Figure 9. HiRISE image TRA_000828_2495 annotated with analysis Areas A and B as measured in Fig. 8. This image is an example of typical terrain in the northern lowlands: low relief, moderate craters, and polygonal terrain covering most of the surface.
In area A (high boulder density) MBARS and the G-H method produce similar results. Both predict an RA of ~220% suggesting an overabundance of boulders within the 1-2.5 m boulder range sampled here. However, both methods also overpredict the CFA compared to manual results in area A (Fig. 8). In both cases this overestimate is most obvious at the higher boulder diameters. In area B (medium boulder density), there is greater disparity between the MBARS and G-H results.
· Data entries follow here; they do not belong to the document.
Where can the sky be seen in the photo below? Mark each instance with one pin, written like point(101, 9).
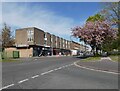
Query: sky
point(54, 17)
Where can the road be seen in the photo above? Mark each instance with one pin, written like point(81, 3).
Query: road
point(54, 73)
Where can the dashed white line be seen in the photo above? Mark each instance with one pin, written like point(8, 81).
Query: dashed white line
point(75, 63)
point(23, 80)
point(35, 76)
point(7, 86)
point(47, 72)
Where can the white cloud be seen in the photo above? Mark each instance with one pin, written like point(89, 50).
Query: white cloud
point(36, 16)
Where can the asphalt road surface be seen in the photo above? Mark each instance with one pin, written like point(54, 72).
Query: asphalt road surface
point(54, 73)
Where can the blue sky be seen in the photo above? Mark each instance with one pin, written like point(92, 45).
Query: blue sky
point(54, 17)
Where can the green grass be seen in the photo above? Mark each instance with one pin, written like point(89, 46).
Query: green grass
point(91, 59)
point(114, 58)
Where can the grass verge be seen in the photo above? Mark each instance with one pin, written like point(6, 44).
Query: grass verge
point(115, 58)
point(91, 59)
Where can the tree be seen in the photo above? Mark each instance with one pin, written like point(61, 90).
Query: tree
point(7, 38)
point(111, 12)
point(95, 33)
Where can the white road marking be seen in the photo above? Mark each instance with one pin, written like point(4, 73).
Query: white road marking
point(7, 86)
point(60, 68)
point(35, 76)
point(23, 80)
point(55, 69)
point(75, 63)
point(47, 72)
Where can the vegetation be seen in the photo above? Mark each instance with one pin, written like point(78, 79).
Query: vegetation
point(91, 59)
point(111, 12)
point(7, 38)
point(102, 30)
point(96, 32)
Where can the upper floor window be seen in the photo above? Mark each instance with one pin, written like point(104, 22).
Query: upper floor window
point(30, 35)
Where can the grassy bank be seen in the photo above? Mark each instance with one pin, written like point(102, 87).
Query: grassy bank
point(91, 59)
point(114, 58)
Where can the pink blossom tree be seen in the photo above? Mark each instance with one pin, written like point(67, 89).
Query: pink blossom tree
point(95, 33)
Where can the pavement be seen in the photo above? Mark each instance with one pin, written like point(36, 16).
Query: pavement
point(54, 73)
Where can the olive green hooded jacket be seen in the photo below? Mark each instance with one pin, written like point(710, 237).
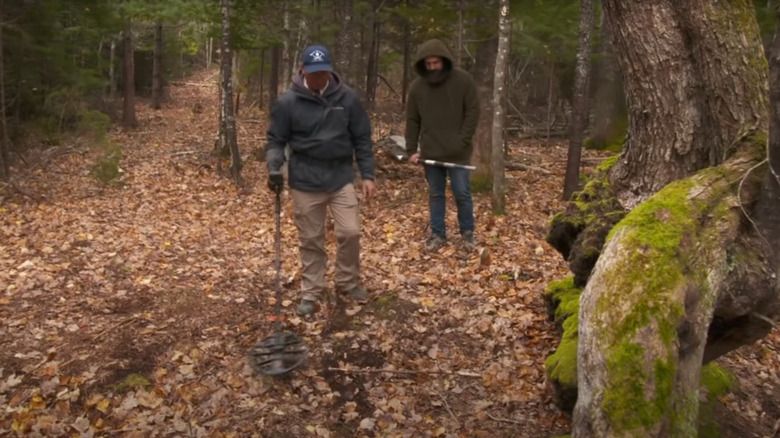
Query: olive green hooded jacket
point(442, 109)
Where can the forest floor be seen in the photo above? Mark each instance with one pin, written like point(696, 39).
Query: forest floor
point(128, 308)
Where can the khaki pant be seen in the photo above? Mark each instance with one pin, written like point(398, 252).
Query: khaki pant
point(309, 210)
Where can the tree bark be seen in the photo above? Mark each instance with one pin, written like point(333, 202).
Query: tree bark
point(483, 143)
point(699, 57)
point(5, 156)
point(768, 208)
point(610, 108)
point(227, 134)
point(580, 110)
point(683, 278)
point(129, 119)
point(273, 75)
point(372, 67)
point(157, 87)
point(343, 50)
point(498, 199)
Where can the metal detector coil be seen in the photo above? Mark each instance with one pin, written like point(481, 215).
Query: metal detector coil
point(278, 354)
point(282, 352)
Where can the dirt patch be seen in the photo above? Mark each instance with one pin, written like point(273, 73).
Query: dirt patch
point(129, 354)
point(392, 308)
point(351, 387)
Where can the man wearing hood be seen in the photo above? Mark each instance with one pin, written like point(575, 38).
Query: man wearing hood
point(441, 117)
point(326, 127)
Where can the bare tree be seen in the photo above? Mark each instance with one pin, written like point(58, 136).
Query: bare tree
point(571, 181)
point(129, 119)
point(499, 94)
point(157, 83)
point(227, 126)
point(5, 156)
point(343, 49)
point(687, 275)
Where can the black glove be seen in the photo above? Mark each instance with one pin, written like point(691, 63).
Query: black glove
point(275, 180)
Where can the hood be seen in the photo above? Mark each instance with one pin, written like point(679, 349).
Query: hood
point(432, 48)
point(334, 86)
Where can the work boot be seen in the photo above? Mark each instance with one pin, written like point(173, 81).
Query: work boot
point(468, 240)
point(306, 307)
point(358, 293)
point(435, 242)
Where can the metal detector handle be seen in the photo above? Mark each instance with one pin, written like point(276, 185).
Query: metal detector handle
point(278, 259)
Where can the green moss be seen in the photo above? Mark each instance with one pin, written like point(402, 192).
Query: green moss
point(608, 163)
point(659, 231)
point(717, 381)
point(565, 297)
point(481, 183)
point(625, 399)
point(106, 168)
point(562, 365)
point(133, 381)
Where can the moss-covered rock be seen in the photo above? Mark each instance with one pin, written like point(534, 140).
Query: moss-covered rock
point(579, 232)
point(563, 300)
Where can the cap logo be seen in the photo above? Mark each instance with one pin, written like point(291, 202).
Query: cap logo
point(317, 56)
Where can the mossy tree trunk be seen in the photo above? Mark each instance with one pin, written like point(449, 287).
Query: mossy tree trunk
point(684, 277)
point(695, 78)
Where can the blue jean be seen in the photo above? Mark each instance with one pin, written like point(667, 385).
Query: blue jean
point(437, 200)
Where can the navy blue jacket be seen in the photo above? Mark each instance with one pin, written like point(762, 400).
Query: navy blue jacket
point(325, 134)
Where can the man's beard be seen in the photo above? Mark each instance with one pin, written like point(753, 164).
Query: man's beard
point(436, 77)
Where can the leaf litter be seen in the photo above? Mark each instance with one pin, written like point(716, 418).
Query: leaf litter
point(128, 308)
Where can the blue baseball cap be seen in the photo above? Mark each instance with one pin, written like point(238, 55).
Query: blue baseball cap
point(316, 58)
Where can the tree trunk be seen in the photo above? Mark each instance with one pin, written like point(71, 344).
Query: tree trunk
point(499, 93)
point(483, 143)
point(227, 130)
point(112, 82)
point(129, 119)
point(609, 119)
point(343, 50)
point(683, 278)
point(273, 76)
point(372, 67)
point(157, 87)
point(407, 56)
point(5, 156)
point(579, 110)
point(768, 208)
point(688, 123)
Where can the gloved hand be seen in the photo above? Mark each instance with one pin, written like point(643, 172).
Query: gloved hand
point(276, 180)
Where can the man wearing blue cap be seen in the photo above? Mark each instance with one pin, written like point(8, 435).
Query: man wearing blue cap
point(326, 127)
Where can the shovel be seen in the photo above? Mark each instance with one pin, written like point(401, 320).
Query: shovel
point(281, 352)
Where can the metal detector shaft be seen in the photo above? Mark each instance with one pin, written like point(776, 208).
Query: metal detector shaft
point(278, 263)
point(439, 163)
point(445, 164)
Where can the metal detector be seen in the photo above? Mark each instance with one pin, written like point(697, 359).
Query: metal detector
point(282, 352)
point(399, 153)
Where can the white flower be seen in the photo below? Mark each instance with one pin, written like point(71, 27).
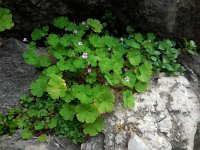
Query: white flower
point(89, 70)
point(83, 23)
point(80, 43)
point(126, 79)
point(75, 31)
point(104, 24)
point(125, 69)
point(25, 40)
point(84, 55)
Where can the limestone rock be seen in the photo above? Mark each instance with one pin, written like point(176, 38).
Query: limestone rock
point(167, 18)
point(164, 118)
point(15, 75)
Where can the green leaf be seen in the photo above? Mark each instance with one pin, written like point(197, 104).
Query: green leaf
point(67, 112)
point(86, 113)
point(145, 72)
point(68, 96)
point(94, 128)
point(38, 125)
point(82, 93)
point(112, 78)
point(104, 101)
point(26, 134)
point(56, 87)
point(151, 36)
point(53, 40)
point(5, 19)
point(139, 37)
point(42, 138)
point(91, 77)
point(65, 40)
point(129, 99)
point(105, 65)
point(110, 41)
point(38, 33)
point(96, 41)
point(53, 123)
point(61, 22)
point(135, 57)
point(39, 86)
point(131, 79)
point(140, 86)
point(133, 44)
point(95, 24)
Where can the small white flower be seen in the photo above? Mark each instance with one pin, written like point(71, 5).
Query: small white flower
point(83, 23)
point(89, 70)
point(125, 69)
point(126, 79)
point(25, 40)
point(75, 31)
point(104, 24)
point(80, 43)
point(84, 55)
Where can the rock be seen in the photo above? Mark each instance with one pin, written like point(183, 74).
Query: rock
point(15, 79)
point(174, 19)
point(15, 75)
point(191, 64)
point(136, 143)
point(14, 142)
point(95, 143)
point(164, 118)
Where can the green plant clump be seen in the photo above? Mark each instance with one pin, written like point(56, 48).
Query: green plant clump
point(5, 19)
point(81, 68)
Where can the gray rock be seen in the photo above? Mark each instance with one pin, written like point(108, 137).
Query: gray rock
point(14, 142)
point(15, 79)
point(15, 75)
point(192, 63)
point(164, 118)
point(136, 143)
point(167, 18)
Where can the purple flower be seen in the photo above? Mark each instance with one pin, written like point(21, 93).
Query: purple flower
point(125, 69)
point(84, 55)
point(126, 79)
point(80, 43)
point(89, 70)
point(83, 23)
point(25, 40)
point(75, 31)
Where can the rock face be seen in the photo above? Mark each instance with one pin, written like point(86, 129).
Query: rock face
point(15, 75)
point(167, 18)
point(164, 118)
point(14, 142)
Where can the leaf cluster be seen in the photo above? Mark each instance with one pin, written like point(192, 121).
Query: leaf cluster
point(5, 19)
point(81, 67)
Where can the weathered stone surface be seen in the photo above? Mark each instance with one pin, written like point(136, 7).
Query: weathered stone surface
point(164, 118)
point(15, 79)
point(15, 75)
point(14, 142)
point(167, 18)
point(192, 65)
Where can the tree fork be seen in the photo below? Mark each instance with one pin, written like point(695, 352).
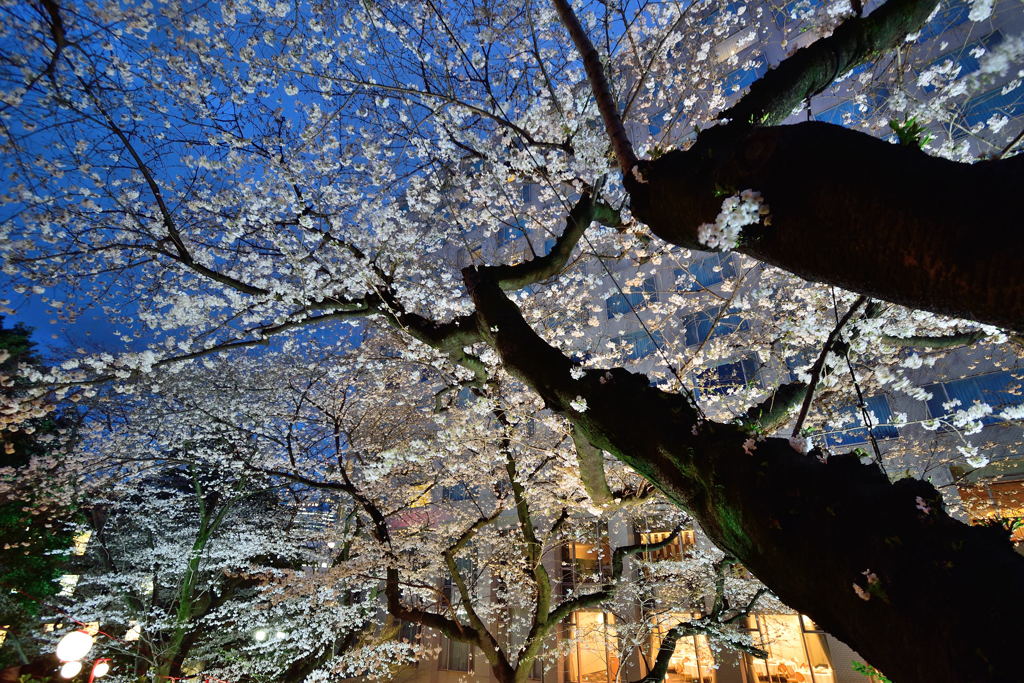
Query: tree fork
point(850, 210)
point(871, 561)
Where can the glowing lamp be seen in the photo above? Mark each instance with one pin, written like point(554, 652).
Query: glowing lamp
point(74, 646)
point(71, 669)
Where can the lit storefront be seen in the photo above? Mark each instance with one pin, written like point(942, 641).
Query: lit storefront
point(797, 650)
point(594, 656)
point(692, 660)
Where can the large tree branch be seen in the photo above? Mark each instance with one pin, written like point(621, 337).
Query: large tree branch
point(819, 364)
point(586, 211)
point(599, 85)
point(809, 528)
point(848, 209)
point(809, 71)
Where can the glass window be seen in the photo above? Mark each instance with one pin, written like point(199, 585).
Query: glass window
point(640, 344)
point(999, 390)
point(996, 501)
point(459, 492)
point(692, 660)
point(796, 10)
point(964, 56)
point(727, 377)
point(707, 271)
point(797, 650)
point(455, 655)
point(741, 78)
point(853, 430)
point(980, 109)
point(632, 299)
point(586, 561)
point(949, 15)
point(698, 326)
point(594, 657)
point(674, 551)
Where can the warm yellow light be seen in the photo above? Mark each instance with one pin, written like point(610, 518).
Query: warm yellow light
point(74, 646)
point(81, 543)
point(71, 669)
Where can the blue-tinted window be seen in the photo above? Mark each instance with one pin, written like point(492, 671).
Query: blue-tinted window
point(980, 109)
point(962, 56)
point(854, 431)
point(997, 389)
point(640, 344)
point(742, 78)
point(796, 10)
point(850, 112)
point(727, 377)
point(459, 492)
point(509, 233)
point(800, 363)
point(707, 271)
point(632, 299)
point(698, 326)
point(950, 15)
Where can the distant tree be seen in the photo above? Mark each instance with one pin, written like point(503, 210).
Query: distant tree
point(37, 524)
point(223, 179)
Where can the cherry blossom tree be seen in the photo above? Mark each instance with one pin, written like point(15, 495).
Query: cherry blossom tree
point(271, 174)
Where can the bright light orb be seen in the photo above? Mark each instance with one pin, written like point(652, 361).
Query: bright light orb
point(71, 669)
point(74, 646)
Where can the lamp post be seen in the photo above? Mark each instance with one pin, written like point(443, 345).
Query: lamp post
point(72, 649)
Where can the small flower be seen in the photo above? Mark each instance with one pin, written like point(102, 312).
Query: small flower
point(923, 506)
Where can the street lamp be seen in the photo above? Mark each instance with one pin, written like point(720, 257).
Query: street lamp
point(71, 669)
point(99, 669)
point(74, 646)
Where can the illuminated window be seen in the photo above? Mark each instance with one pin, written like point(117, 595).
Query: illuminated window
point(455, 655)
point(676, 550)
point(996, 502)
point(586, 561)
point(640, 344)
point(422, 493)
point(709, 270)
point(594, 657)
point(797, 650)
point(692, 660)
point(1000, 390)
point(632, 298)
point(81, 543)
point(68, 583)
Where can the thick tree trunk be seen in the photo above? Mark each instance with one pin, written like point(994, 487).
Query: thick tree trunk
point(851, 210)
point(941, 596)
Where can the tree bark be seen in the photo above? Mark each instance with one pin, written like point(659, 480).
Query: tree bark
point(848, 209)
point(934, 597)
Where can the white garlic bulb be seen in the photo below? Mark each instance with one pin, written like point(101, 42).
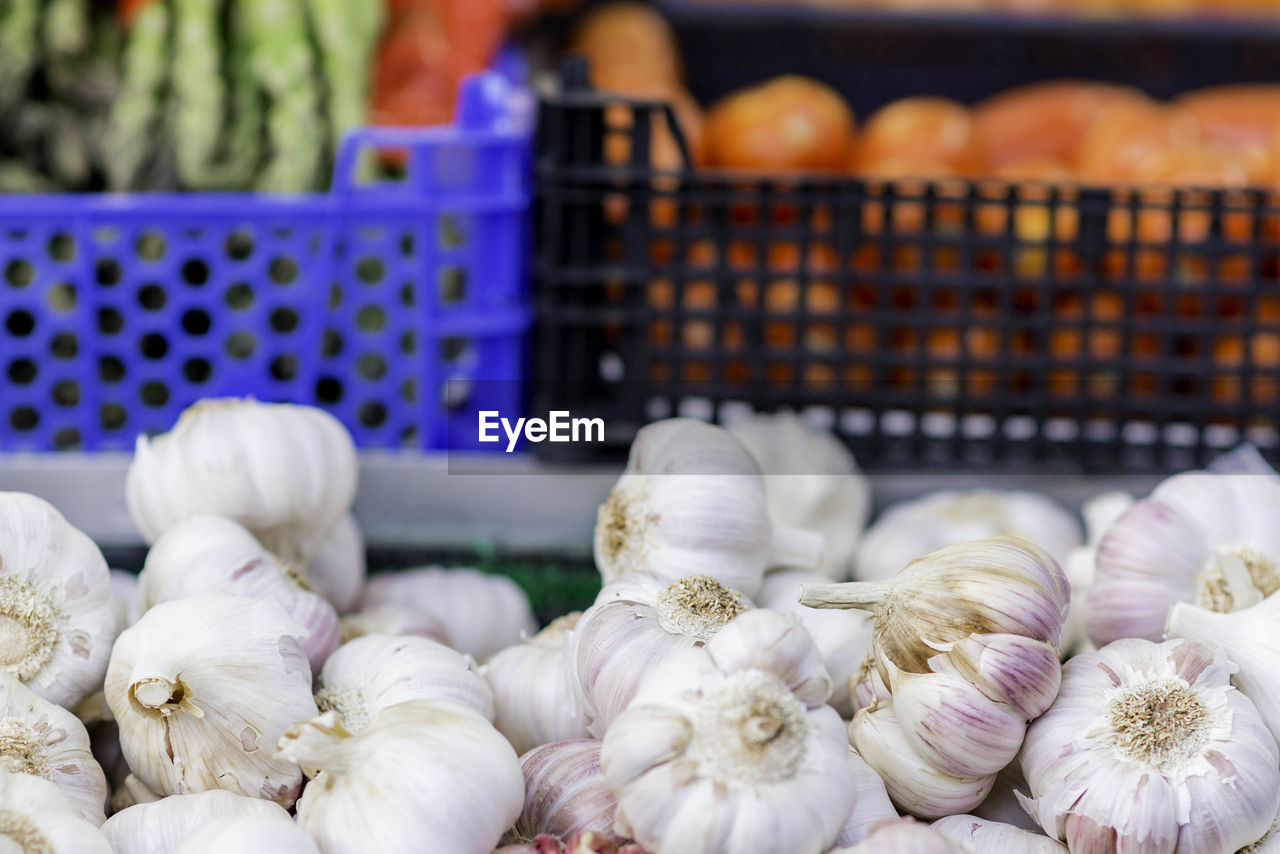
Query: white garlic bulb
point(274, 834)
point(481, 613)
point(284, 471)
point(871, 803)
point(913, 528)
point(730, 748)
point(1249, 639)
point(967, 643)
point(424, 776)
point(565, 791)
point(992, 837)
point(37, 818)
point(1080, 565)
point(58, 616)
point(215, 555)
point(46, 740)
point(159, 826)
point(339, 567)
point(202, 686)
point(389, 620)
point(638, 621)
point(1201, 538)
point(533, 689)
point(812, 482)
point(844, 638)
point(691, 502)
point(373, 672)
point(1150, 748)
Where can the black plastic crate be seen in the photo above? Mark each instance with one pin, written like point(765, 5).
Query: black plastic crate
point(933, 324)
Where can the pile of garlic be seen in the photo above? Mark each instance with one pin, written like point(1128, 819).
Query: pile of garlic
point(723, 694)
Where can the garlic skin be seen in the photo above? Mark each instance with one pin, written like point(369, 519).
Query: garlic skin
point(46, 740)
point(533, 689)
point(37, 818)
point(565, 791)
point(284, 471)
point(1249, 639)
point(636, 622)
point(946, 517)
point(812, 482)
point(158, 827)
point(730, 748)
point(425, 776)
point(992, 837)
point(1150, 748)
point(844, 638)
point(202, 686)
point(58, 616)
point(339, 567)
point(481, 613)
point(274, 834)
point(1201, 538)
point(215, 555)
point(374, 672)
point(691, 502)
point(967, 644)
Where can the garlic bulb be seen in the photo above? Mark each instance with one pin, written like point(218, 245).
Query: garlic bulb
point(1200, 538)
point(909, 529)
point(284, 471)
point(1249, 639)
point(992, 837)
point(58, 617)
point(636, 622)
point(37, 818)
point(339, 567)
point(730, 748)
point(158, 827)
point(373, 672)
point(389, 620)
point(842, 638)
point(1080, 565)
point(967, 643)
point(691, 502)
point(1150, 748)
point(812, 483)
point(481, 613)
point(46, 740)
point(274, 834)
point(202, 686)
point(871, 803)
point(424, 776)
point(565, 791)
point(215, 555)
point(533, 689)
point(905, 836)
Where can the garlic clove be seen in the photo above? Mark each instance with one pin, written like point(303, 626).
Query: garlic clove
point(481, 613)
point(534, 697)
point(58, 616)
point(214, 555)
point(46, 740)
point(159, 826)
point(370, 674)
point(265, 832)
point(914, 784)
point(202, 686)
point(565, 791)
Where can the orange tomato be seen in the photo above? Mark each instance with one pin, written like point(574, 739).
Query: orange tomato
point(785, 124)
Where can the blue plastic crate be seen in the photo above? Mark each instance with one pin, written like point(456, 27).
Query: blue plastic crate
point(119, 311)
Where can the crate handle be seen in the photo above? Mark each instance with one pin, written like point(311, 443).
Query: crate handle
point(489, 108)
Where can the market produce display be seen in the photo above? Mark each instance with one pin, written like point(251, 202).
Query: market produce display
point(717, 698)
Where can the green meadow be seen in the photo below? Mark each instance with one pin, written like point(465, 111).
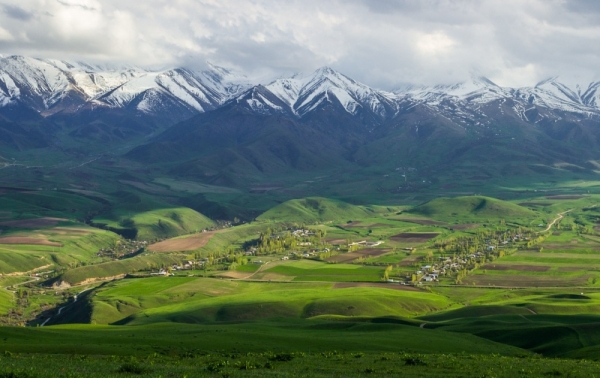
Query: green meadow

MBARS results are much closer to the manual results (~37% RA (Fig. 8)), though the same tendency of overestimation at higher boulder diameters is present. In this area, the G-H method underpredicts the boulder abundance (~20% RA) compared to manual measurements.
We also use a second image, PSP_001391_2465, to compare the performance of MBARS and the G-H method. In this image, the derived boulder densities and the Cumulative Number of Rocks (CNR) per m2 are compared between the two results (Fig. 10). The maps demonstrate an agreement in boulder density variations, but MBARS detects a lower boulder density in all locations. The accompanying CNR plot (Fig. 10) shows that G-H results underpredict boulder abundances at diameters above 1.5 m compared to manual and MBARS results, despite having a higher boulder density. Because boulder density is totaled across all boulder sizes, the higher boulder density is likely caused by a higher abundance of low-diameter boulders predicted by the G-H method (Fig. 10).